Fidelity’s most recent retirement analysis, across its more than 30 million accounts, showed an increase in the number of 401(k) millionaires, as well as a bounce back in account values from a dip in the first quarter of the year. By the halfway point of 2018, Fidelity tallied 168,000 401(k) clients with $1 million or more in assets, up 49,000 from the previous year. IRA holders with a similar amount of assets numbered 156,000 clients.
The increase in retirement account value can be attributed to a number of factors, particularly the stock market’s performance over the past few years, said Kevin Barry, president of workplace investing at Fidelity Investments.
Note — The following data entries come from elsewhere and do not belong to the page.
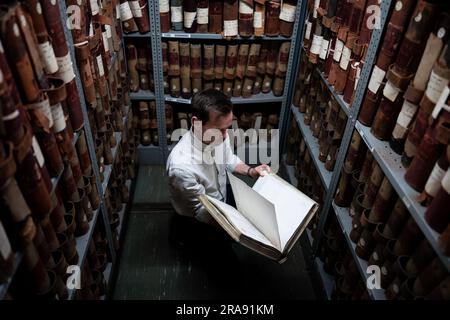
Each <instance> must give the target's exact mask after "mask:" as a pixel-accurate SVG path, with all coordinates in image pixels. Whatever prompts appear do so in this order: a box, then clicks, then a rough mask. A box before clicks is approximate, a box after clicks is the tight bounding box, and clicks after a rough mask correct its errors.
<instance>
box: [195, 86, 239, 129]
mask: <svg viewBox="0 0 450 320" xmlns="http://www.w3.org/2000/svg"><path fill="white" fill-rule="evenodd" d="M210 111H216V112H218V113H219V114H222V115H226V114H228V113H230V112H231V111H233V104H232V103H231V101H230V99H228V97H227V96H226V95H225V94H224V93H223V92H222V91H219V90H216V89H206V90H203V91H202V92H199V93H197V94H195V95H194V96H193V97H192V115H193V116H196V117H197V118H198V119H200V120H201V121H202V122H203V123H206V122H208V120H209V112H210Z"/></svg>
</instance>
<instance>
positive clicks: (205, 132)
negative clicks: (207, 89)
mask: <svg viewBox="0 0 450 320" xmlns="http://www.w3.org/2000/svg"><path fill="white" fill-rule="evenodd" d="M192 121H193V123H194V126H196V125H199V123H200V122H201V121H200V120H199V119H197V118H196V117H193V118H192ZM232 122H233V112H230V113H228V114H226V115H223V114H220V113H218V112H216V111H210V112H209V120H208V121H207V122H206V123H202V142H203V143H204V144H210V143H212V142H215V143H219V142H220V143H222V142H223V141H224V140H225V139H226V138H227V129H228V128H230V127H231V124H232ZM208 130H209V131H208ZM205 133H206V134H205ZM219 136H220V138H221V140H220V141H215V139H216V137H217V139H219Z"/></svg>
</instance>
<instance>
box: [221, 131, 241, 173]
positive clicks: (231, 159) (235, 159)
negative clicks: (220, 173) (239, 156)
mask: <svg viewBox="0 0 450 320" xmlns="http://www.w3.org/2000/svg"><path fill="white" fill-rule="evenodd" d="M225 157H226V158H225V159H226V164H227V169H228V171H231V172H234V171H235V169H236V166H237V165H238V164H240V163H244V162H243V161H242V160H241V159H240V158H239V157H238V156H237V155H235V154H234V153H233V150H232V149H231V145H230V137H228V138H227V139H225Z"/></svg>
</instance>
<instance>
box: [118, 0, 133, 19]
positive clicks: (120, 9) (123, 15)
mask: <svg viewBox="0 0 450 320" xmlns="http://www.w3.org/2000/svg"><path fill="white" fill-rule="evenodd" d="M119 9H120V20H121V21H126V20H130V19H132V18H133V13H131V9H130V4H129V3H128V1H125V2H124V3H121V4H120V7H119Z"/></svg>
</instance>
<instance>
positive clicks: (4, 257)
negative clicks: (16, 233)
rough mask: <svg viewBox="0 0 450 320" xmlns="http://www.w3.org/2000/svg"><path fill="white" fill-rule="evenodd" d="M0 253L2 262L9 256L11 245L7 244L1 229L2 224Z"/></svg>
mask: <svg viewBox="0 0 450 320" xmlns="http://www.w3.org/2000/svg"><path fill="white" fill-rule="evenodd" d="M0 253H1V255H2V257H3V260H6V259H8V257H9V255H10V254H11V244H10V243H9V240H8V237H7V235H6V231H5V229H4V228H3V224H2V223H0Z"/></svg>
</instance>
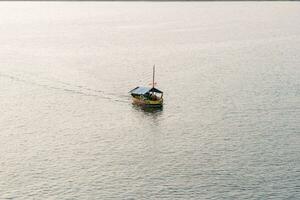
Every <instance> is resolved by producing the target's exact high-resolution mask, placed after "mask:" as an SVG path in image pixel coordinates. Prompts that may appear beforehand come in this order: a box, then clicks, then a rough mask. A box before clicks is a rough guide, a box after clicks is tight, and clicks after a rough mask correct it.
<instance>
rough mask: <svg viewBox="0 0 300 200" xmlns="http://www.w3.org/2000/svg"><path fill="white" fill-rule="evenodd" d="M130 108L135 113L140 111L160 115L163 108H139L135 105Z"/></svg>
mask: <svg viewBox="0 0 300 200" xmlns="http://www.w3.org/2000/svg"><path fill="white" fill-rule="evenodd" d="M132 107H133V108H134V109H135V110H137V111H142V112H144V113H145V114H147V113H149V114H150V113H152V114H154V113H157V114H159V113H161V112H162V111H163V107H149V106H140V105H136V104H132Z"/></svg>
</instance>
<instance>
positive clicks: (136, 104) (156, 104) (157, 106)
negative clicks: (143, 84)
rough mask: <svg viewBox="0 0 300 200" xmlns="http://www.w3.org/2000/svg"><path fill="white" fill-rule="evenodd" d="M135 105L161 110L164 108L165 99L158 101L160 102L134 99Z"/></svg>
mask: <svg viewBox="0 0 300 200" xmlns="http://www.w3.org/2000/svg"><path fill="white" fill-rule="evenodd" d="M132 100H133V102H132V103H133V104H135V105H140V106H145V107H155V108H159V107H162V106H163V99H158V100H148V99H141V98H138V97H133V98H132Z"/></svg>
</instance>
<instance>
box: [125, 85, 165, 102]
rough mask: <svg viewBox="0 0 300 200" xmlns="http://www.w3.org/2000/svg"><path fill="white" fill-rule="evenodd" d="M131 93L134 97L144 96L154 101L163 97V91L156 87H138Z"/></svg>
mask: <svg viewBox="0 0 300 200" xmlns="http://www.w3.org/2000/svg"><path fill="white" fill-rule="evenodd" d="M130 94H131V96H132V97H134V98H141V97H144V98H145V99H148V100H152V101H157V100H159V99H162V97H163V92H162V91H160V90H159V89H156V88H154V87H152V88H148V87H136V88H134V89H133V90H131V91H130Z"/></svg>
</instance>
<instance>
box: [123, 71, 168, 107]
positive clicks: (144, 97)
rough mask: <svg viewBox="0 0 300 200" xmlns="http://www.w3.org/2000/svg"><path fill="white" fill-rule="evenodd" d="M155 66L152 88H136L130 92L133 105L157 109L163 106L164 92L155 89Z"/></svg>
mask: <svg viewBox="0 0 300 200" xmlns="http://www.w3.org/2000/svg"><path fill="white" fill-rule="evenodd" d="M154 78H155V65H154V66H153V79H152V88H151V87H136V88H134V89H132V90H131V91H129V93H130V94H131V96H132V100H133V102H132V103H133V104H136V105H140V106H144V107H156V108H160V107H162V106H163V92H162V91H160V90H159V89H157V88H155V87H154V85H155V82H154Z"/></svg>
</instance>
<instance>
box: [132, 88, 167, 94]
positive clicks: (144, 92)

Another contributing factor is a drop in the percentage of employees with 401(k) loans, to 20.5 percent, it’s lowest since the middle of 2009.
Young investors are making gains, according to Fidelity’s compilation. The average IRA balance for millennials, those born between 1981 and 1997, increased to $15,150 with a 19 percent increase in participation rate from the year prior. Seventy-five percent of those IRA accounts receiving contributions were Roth IRAs.
Although women made up 46.8 percent of the total workforce as recently as 2015, a number the Bureau of Labor Statistics predicted to grow to 47.2 percent by 2024, they’re still underrepresented in retirement funding. Just 21 percent of 401(k) millionaires and 26 percent of IRA millionaires were women, according to the report.
The midyear stats also showed that auto-enrolling has gained in popularity over the past decade. In 2008, just 15 percent of plans auto-enrolled employees, a figure that is now at 33 percent. “Auto enrollment positioned an entire generation of workers to build their retirement nest eggs,” said Barry.